それ以外の取る術を、自警団は自ら見出すことが出来ない。
考えて思考する"心"を失っているように思える。
恐らく――
心を壊すことこそ、更正施設の存在意義なのだ。
そこには人間としての"完全"さは必要ない。
風紀を正すというのは、東京において大々的な捕り物劇を可能にするためのただの口実。
命令に従順に従う、ロボット確保に自警団は作られたとしか思えなかった。
仲間を増殖させるために、心がここで犠牲になっている。
「桜、ここはあたしに任せて玲を!!」
今までの感情を払拭し、敏捷的な身のこなしで、既に戦闘態勢に入り、洗練された力をいかんなく発揮している七瀬紫茉。
「そうだよ。

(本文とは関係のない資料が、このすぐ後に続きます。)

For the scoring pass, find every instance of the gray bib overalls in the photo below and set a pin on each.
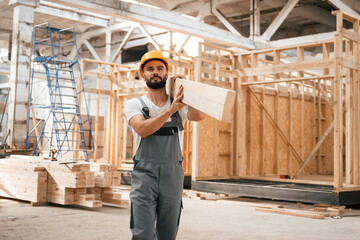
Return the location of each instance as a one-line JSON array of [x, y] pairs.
[[157, 183]]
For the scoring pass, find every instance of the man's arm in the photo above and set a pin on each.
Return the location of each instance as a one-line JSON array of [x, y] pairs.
[[145, 127], [194, 114]]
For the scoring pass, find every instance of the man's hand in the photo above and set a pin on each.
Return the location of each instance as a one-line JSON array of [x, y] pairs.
[[177, 103]]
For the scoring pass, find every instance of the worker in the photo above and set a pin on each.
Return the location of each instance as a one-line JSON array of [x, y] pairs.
[[157, 123]]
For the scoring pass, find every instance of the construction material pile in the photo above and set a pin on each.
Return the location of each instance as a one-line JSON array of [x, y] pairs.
[[39, 181]]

あたし達だってこのレベルならなんとかできる。だから玲くんを!! 動く敵は紫茉ちゃんに任せて、由香ちゃんとあたしは防衛隊。はい由香ちゃん」
「おう、ありがとう。葉山、"が~るず隊"に任せて、師匠を!! 師匠が一番大変なんだぞ!!」
芹霞さんはクオンから飛び散った、カバンの参考書を拾い集めて遠坂由香にも渡し、ふたりで人垣の築かれた入口に向かい、こちらに入ってこようとする自警団の頭が見える都度、分厚い参考書で容赦なく叩き始めている。
リアル"モグラ叩き"だ。
人垣の重みが、思った以上に自警団の攻撃力を奪っているようで、これなら素人であるふたりでも十分対応出来る。
皆それぞれ、やれる範囲で頑張ろうとしている。
昔のように私達が守ってあげなければいけないか弱い存在ではないんだ。
それが寂しいようで、頼もしいようで。
「そんな感慨に浸っている暇はないな……」
ならばここは――。
「"が~るず隊"の皆さんにお任せします!!」
「「「任せて!!」」」
三人揃った元気良い返事が聞こえてきた。
「玲様、私も加勢致します!!」
「桜、僕のことなら……」
「彼女達は大丈夫です。少しずつでも、強くなっているんです」
そして私は裂岩糸を周涅に放てば、案の定すぐ燃やされて。
「そんなにぷちぷち潰されたいのか、ああ~!!?」
怒れる周涅のこの早さが、彼の全力なのだとしたら、その動きが思った以上に鈍く感じるのはなぜなのだろう。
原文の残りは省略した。